Quel est le prix de l'avoine à la tonne ?

Il dépend du débouché et de la qualité du lot. L'avoine fourragère se situe habituellement sous le blé fourrager, l'avoine de mouture s'y ajoute une prime liée au rendement au décorticage. Consultez les cotations physiques du jour et le barème de votre collecteur.

Pourquoi l'avoine bio se paie-t-elle beaucoup plus cher ?

Parce que la demande des fabricants de flocons et de boissons végétales dépasse souvent l'offre de lots certifiés et conformes en qualité alimentaire, et parce que le coût de production en bio est plus élevé. Ce segment fonctionne par contrats pluriannuels plutôt qu'au prix spot.

Le contrat avoine de Chicago sert-il de référence ?

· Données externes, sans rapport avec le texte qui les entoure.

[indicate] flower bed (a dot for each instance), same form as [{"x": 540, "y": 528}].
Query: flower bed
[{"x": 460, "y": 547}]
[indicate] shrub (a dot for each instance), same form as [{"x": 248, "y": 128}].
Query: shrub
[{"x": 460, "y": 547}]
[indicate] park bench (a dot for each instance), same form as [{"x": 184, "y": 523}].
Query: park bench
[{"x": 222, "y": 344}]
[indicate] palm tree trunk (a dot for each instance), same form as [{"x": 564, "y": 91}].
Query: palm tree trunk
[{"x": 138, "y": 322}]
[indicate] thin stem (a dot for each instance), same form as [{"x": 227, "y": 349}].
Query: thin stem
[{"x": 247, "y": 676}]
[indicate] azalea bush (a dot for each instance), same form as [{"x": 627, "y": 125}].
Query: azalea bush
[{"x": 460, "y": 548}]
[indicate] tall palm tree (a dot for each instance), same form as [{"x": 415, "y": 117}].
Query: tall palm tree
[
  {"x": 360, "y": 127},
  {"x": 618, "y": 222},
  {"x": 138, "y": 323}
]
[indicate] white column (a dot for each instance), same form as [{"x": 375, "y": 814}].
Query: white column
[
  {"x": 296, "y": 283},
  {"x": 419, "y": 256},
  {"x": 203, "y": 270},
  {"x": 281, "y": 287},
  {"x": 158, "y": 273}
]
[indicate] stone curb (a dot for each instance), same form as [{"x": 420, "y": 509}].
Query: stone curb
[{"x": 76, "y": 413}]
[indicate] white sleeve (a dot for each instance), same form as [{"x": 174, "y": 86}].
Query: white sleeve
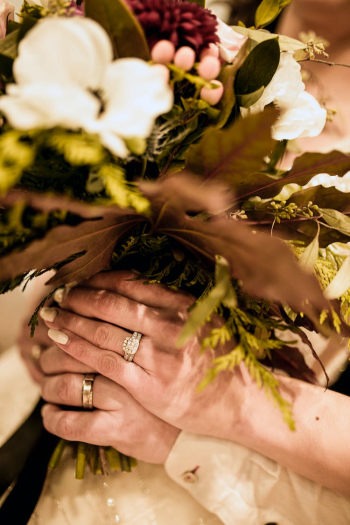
[{"x": 242, "y": 487}]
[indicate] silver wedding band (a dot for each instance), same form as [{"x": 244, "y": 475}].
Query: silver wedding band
[
  {"x": 131, "y": 345},
  {"x": 86, "y": 393},
  {"x": 35, "y": 353}
]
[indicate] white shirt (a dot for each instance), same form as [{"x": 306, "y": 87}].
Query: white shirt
[{"x": 242, "y": 487}]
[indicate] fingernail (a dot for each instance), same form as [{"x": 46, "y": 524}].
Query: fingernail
[
  {"x": 58, "y": 337},
  {"x": 44, "y": 409},
  {"x": 59, "y": 295},
  {"x": 48, "y": 314}
]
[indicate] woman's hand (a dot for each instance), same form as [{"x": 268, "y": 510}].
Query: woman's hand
[
  {"x": 162, "y": 378},
  {"x": 118, "y": 419}
]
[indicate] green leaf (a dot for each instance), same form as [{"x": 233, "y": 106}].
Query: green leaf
[
  {"x": 310, "y": 254},
  {"x": 12, "y": 26},
  {"x": 16, "y": 155},
  {"x": 78, "y": 149},
  {"x": 221, "y": 293},
  {"x": 284, "y": 3},
  {"x": 116, "y": 18},
  {"x": 258, "y": 68},
  {"x": 8, "y": 52},
  {"x": 201, "y": 3},
  {"x": 286, "y": 43},
  {"x": 248, "y": 100},
  {"x": 336, "y": 220},
  {"x": 341, "y": 282},
  {"x": 121, "y": 192},
  {"x": 267, "y": 11},
  {"x": 97, "y": 238},
  {"x": 235, "y": 153}
]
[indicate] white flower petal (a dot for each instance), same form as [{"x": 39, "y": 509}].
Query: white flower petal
[
  {"x": 47, "y": 106},
  {"x": 230, "y": 41},
  {"x": 305, "y": 119},
  {"x": 64, "y": 51},
  {"x": 135, "y": 95}
]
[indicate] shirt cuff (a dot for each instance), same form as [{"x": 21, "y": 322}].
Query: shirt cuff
[{"x": 218, "y": 475}]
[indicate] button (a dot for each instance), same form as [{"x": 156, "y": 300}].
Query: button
[{"x": 189, "y": 477}]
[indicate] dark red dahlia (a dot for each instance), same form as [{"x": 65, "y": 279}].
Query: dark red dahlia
[{"x": 183, "y": 23}]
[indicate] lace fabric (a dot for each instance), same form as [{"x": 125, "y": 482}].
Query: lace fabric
[{"x": 147, "y": 496}]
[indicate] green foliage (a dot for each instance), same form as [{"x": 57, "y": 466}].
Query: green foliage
[
  {"x": 267, "y": 11},
  {"x": 17, "y": 153},
  {"x": 222, "y": 293},
  {"x": 123, "y": 28},
  {"x": 310, "y": 254},
  {"x": 257, "y": 70},
  {"x": 234, "y": 154},
  {"x": 227, "y": 77},
  {"x": 34, "y": 11},
  {"x": 121, "y": 192},
  {"x": 286, "y": 43},
  {"x": 199, "y": 2},
  {"x": 78, "y": 148},
  {"x": 337, "y": 220}
]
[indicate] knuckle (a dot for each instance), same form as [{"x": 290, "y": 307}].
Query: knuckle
[
  {"x": 102, "y": 336},
  {"x": 66, "y": 427},
  {"x": 64, "y": 387},
  {"x": 104, "y": 301},
  {"x": 108, "y": 365},
  {"x": 80, "y": 349}
]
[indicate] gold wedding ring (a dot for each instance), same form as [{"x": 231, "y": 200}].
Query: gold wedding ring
[
  {"x": 131, "y": 345},
  {"x": 86, "y": 394}
]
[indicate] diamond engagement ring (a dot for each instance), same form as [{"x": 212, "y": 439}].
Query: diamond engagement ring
[
  {"x": 86, "y": 393},
  {"x": 131, "y": 345}
]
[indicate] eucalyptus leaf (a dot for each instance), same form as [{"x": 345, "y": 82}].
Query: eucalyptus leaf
[
  {"x": 336, "y": 220},
  {"x": 261, "y": 35},
  {"x": 221, "y": 293},
  {"x": 267, "y": 11},
  {"x": 116, "y": 18},
  {"x": 235, "y": 153},
  {"x": 309, "y": 256},
  {"x": 258, "y": 68},
  {"x": 341, "y": 282}
]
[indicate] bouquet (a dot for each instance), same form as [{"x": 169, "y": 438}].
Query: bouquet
[{"x": 149, "y": 135}]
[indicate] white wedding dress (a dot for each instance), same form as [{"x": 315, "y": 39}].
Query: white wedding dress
[{"x": 146, "y": 496}]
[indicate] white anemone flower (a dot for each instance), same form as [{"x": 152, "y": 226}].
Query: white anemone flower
[
  {"x": 300, "y": 113},
  {"x": 65, "y": 76}
]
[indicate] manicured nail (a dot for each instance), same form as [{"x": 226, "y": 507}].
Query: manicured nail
[
  {"x": 58, "y": 337},
  {"x": 44, "y": 410},
  {"x": 59, "y": 295},
  {"x": 48, "y": 314}
]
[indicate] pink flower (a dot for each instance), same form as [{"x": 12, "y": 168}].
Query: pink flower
[
  {"x": 79, "y": 10},
  {"x": 7, "y": 11},
  {"x": 230, "y": 41}
]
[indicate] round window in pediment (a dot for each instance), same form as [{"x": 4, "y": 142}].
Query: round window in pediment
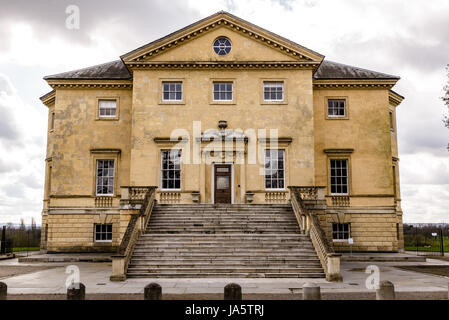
[{"x": 222, "y": 46}]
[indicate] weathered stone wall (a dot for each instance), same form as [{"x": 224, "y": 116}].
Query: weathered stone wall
[
  {"x": 370, "y": 232},
  {"x": 75, "y": 233}
]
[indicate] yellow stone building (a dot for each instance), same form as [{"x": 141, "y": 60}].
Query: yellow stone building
[{"x": 221, "y": 111}]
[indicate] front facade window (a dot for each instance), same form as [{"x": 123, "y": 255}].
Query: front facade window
[
  {"x": 172, "y": 91},
  {"x": 103, "y": 232},
  {"x": 341, "y": 231},
  {"x": 339, "y": 176},
  {"x": 273, "y": 91},
  {"x": 171, "y": 169},
  {"x": 223, "y": 91},
  {"x": 52, "y": 120},
  {"x": 336, "y": 108},
  {"x": 222, "y": 46},
  {"x": 105, "y": 178},
  {"x": 274, "y": 169},
  {"x": 107, "y": 108},
  {"x": 391, "y": 121}
]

Il donne une indication de tendance nord-américaine, mais ses volumes sont trop faibles pour en faire un outil de couverture fiable. Un décalage entre cette cotation et le marché physique européen est fréquent et parfaitement normal.

Le poids spécifique change-t-il vraiment le prix ?

Oui, c'est le critère central en avoine de mouture. Un poids spécifique faible signifie une proportion de balle plus élevée, donc moins de gruau par tonne livrée : l'acheteur réfacte, ou refuse le lot et le renvoie vers le fourrager.